Rep. Eddie Bernice Johnson (D-Texas) introduced H.R. 2653, the STEM Opportunities Act of 2017. The legislation is similar to legislation she has introduced several Congresses in a row.

“The need for full engagement in STEM by women and under-represented minorities goes beyond enabling individuals to fulfill their dreams of becoming a scientist,” Johnson said.

“Our economic future relies on what we do now to nurture the STEM talent that will be necessary to meet the demands of an increasingly technological and knowledge-based economy.”

Sen. Mazie K. Hirono (D-Hawaii) introduced a companion bill to the STEM Opportunities Act in the Senate. The legislation would require federal agencies that fund scientific research to collect more comprehensive demographic data on the recipients of federal research awards and on STEM faculty at U.S. universities (while protecting individuals’ privacy). The data are intended to help policy makers design more effective policies and practices to reduce STEM barriers.

BSEE Regulation Extends Time
To Handle Business on OCS

A final regulation by the U.S. Bureau of Safety and Environmental Enforcement (BSEE) doubles the amount of time offshore oil and gas operators will have to coordinate development operations and retain their leases in federal waters of the U.S. Outer Continental Shelf (OCS), extending the time from 180 days to one year between production, drilling or well-reworking operations on a lease.

These additional months are meant to give companies doing business on the Outer Continental Shelf more planning flexibility.

Trump Wants to Fund Infrastructure Projects,
Including Bridges and Waterways

U.S. President Donald Trump has promised to create a “first-class” system of roads, bridges and waterways, proposing $200 billion in public funds to generate $1 trillion in investment to pay for construction projects, The Maritime Executive reported.

According to the American Society of Civil Engineers (ASCE), inland waterways deliver more than 575 million tons of cargo, valued at $229 billion.

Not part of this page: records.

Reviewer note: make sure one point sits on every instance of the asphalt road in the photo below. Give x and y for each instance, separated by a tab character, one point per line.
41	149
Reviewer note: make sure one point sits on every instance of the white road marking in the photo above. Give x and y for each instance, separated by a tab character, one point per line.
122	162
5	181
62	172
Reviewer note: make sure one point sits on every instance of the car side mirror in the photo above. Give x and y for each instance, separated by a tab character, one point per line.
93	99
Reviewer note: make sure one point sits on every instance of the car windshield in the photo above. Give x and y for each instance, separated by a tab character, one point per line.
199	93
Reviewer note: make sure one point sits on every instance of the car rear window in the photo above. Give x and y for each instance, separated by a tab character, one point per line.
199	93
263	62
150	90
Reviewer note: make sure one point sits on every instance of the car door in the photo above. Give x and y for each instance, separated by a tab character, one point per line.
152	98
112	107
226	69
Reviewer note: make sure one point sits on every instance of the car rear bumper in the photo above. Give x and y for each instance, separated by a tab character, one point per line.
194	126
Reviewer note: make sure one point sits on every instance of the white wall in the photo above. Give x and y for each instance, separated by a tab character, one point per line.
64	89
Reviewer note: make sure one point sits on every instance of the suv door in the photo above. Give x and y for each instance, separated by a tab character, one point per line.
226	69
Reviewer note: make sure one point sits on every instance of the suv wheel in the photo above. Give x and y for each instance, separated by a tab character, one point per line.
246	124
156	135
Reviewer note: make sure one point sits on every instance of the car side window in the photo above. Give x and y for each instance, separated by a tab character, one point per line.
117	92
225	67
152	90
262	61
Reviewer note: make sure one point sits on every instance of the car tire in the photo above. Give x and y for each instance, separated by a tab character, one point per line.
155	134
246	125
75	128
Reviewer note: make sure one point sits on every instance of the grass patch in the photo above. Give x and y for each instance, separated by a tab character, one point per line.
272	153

They also support more than 270,000 jobs and $30.9 billion in economic activity.

According to the ASCE, most of the locks and dams needed to travel the internal waterways are past their 50-year life span, and almost 50 percent of voyages suffered delays.

Trump said the U.S. inland waterway system requires $8.7 billion in maintenance.

He said he will spur growth and investment in infrastructure by dramatically reducing permitting time for projects from 10 years to two years and slashing regulations to speed up the decision-making process.